At the same time, we think of microservices as the answer to all of our scaling needs. Need a new API? Just make a new microservice. Need more of something? Just create more instances of that existing service. At the same time though you end up with lots of different ways to do something. Every team/service becomes an island and does things its own way. And each one of those calls between services takes time, slowing things down. Have you ever tried debugging across service boundaries? It’s not easy. Or even just tracing what services are used in any given call chain. At one point in Uber’s microservice journey there were more microservices than engineers. Personally, I don’t think that’s a good thing.
So now that we’ve determined that you can have good (or bad) design with both monoliths and microservices, how do you choose? You choose based on what makes sense as a deployment methodology. How are you going to update things when you need to? It comes back to those tradeoffs. There are lots of things that you’re balancing. Ease of deployment. Horizontal vs vertical scaling. Depth and tightness of coupling. Debugability. Cognitive load.
Deploying a monolith is easy. There’s only one thing to deploy, so you don’t have to worry about versions. You don’t have to worry about the order of deployment. It’s always compatible with itself. Rollback, if needed, is just as easy. Deploying a single microservice is also easy, but what if it’s a breaking change? What else do you need to deploy first? What do you need to deploy after? What is or isn’t backward compatible? How can you test the whole system? Lots to think about and lots to get wrong if you’re not careful.

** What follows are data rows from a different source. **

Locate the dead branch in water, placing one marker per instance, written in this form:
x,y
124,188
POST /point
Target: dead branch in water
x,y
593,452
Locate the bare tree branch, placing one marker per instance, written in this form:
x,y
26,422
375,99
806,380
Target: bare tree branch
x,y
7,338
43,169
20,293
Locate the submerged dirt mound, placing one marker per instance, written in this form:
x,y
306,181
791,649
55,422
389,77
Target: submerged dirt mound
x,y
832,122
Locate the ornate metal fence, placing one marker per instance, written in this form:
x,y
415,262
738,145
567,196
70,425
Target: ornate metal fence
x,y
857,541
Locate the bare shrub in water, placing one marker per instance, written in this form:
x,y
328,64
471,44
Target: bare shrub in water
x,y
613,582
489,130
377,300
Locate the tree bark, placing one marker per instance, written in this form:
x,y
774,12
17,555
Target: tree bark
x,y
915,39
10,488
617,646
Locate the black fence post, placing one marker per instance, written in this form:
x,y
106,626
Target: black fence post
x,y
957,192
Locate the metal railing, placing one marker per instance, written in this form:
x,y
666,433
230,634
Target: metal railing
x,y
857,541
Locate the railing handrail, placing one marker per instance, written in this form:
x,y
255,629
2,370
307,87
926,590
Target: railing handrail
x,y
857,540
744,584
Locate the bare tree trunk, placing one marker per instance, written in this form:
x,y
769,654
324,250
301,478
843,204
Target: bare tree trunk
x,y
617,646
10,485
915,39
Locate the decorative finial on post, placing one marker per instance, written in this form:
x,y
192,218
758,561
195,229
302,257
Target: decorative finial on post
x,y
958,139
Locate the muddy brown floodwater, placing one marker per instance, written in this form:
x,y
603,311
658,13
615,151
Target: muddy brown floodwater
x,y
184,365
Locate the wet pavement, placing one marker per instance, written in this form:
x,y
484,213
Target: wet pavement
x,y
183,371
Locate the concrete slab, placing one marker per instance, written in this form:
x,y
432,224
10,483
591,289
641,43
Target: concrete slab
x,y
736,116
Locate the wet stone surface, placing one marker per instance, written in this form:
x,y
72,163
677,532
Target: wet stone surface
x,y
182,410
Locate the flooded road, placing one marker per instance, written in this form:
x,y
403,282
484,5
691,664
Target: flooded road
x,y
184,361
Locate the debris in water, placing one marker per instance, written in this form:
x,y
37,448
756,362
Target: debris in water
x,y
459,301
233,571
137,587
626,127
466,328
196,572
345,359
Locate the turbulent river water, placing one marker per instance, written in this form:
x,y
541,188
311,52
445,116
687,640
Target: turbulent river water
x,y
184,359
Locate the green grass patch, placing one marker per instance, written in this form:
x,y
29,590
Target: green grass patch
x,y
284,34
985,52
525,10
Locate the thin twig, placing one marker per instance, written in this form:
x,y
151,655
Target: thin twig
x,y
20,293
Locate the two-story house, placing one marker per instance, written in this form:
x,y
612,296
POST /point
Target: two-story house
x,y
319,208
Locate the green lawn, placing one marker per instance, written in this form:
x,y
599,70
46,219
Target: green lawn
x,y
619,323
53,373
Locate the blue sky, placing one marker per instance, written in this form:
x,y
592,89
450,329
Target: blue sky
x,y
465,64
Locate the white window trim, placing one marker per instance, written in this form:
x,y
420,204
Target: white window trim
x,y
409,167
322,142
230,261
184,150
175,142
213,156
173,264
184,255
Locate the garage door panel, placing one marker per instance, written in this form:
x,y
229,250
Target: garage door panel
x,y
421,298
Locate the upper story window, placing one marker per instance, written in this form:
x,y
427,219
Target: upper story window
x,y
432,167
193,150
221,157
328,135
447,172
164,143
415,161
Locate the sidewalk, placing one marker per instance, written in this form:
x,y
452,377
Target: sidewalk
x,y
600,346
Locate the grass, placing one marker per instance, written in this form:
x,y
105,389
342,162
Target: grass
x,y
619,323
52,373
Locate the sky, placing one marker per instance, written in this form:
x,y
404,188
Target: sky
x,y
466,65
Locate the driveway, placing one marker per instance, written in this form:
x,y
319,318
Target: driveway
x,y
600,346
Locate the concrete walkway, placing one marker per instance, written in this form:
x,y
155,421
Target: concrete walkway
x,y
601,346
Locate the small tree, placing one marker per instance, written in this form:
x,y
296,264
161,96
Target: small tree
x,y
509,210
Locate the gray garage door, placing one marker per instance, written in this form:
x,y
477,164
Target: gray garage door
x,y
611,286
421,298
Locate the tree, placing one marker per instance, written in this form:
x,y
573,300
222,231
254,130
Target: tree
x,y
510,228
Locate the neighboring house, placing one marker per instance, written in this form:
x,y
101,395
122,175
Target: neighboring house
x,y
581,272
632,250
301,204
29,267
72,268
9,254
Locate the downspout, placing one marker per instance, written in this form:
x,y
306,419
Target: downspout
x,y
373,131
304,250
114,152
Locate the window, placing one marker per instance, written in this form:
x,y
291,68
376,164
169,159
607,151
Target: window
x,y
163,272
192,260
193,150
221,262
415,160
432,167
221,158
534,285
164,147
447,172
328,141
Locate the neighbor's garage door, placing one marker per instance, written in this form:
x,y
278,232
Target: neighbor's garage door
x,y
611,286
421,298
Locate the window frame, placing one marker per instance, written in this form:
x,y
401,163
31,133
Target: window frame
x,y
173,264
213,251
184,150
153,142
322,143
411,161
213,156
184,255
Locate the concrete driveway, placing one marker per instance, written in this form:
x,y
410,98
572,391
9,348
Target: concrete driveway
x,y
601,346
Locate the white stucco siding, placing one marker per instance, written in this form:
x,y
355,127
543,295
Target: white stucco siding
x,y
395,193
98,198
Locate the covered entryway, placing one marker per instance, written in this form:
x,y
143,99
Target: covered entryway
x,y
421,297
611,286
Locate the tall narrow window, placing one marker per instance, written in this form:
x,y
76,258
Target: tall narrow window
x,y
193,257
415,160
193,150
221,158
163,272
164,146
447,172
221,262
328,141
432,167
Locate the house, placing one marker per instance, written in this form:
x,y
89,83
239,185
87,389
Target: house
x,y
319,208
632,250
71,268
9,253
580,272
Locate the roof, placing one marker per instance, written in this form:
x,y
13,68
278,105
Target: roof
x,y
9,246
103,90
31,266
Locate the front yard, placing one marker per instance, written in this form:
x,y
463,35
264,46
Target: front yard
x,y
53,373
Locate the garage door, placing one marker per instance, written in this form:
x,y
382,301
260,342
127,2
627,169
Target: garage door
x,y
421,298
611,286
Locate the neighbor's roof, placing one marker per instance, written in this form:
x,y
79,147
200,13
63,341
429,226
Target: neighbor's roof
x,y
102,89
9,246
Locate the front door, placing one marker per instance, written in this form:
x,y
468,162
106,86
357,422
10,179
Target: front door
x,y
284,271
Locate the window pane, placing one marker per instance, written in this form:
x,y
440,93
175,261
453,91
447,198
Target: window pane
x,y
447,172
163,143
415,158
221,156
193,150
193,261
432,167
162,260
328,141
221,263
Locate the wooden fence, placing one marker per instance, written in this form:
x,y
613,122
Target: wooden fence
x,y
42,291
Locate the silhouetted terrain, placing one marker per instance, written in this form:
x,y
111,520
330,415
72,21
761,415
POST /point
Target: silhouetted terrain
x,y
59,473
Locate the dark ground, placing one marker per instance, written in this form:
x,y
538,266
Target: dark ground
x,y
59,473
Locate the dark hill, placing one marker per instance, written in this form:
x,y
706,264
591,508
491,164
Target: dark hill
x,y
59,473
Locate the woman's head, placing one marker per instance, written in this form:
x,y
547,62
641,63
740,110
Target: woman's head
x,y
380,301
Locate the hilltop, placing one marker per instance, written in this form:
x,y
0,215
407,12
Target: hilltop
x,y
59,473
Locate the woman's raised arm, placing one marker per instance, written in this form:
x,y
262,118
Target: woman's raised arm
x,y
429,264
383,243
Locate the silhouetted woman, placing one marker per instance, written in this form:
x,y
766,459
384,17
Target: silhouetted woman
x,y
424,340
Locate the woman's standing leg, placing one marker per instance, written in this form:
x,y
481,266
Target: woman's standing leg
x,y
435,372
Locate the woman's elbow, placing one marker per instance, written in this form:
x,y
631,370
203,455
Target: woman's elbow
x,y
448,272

On the other hand, scaling is much easier with a microservice. If you have a service that is slower than the others, you can just deploy more of that microservice. Or you can give just that service more CPU/Memory. You get to scale what you need, when you need it. A monolith is the exact opposite. If you have one function call, you need to scale out/up, you need to scale everything out/up. So you have lots of waste.
Everywhere you look, you should be looking at monolith vs microservice as a question of what and how you deploy things, not how you decompose things into functions/libraries/APIs.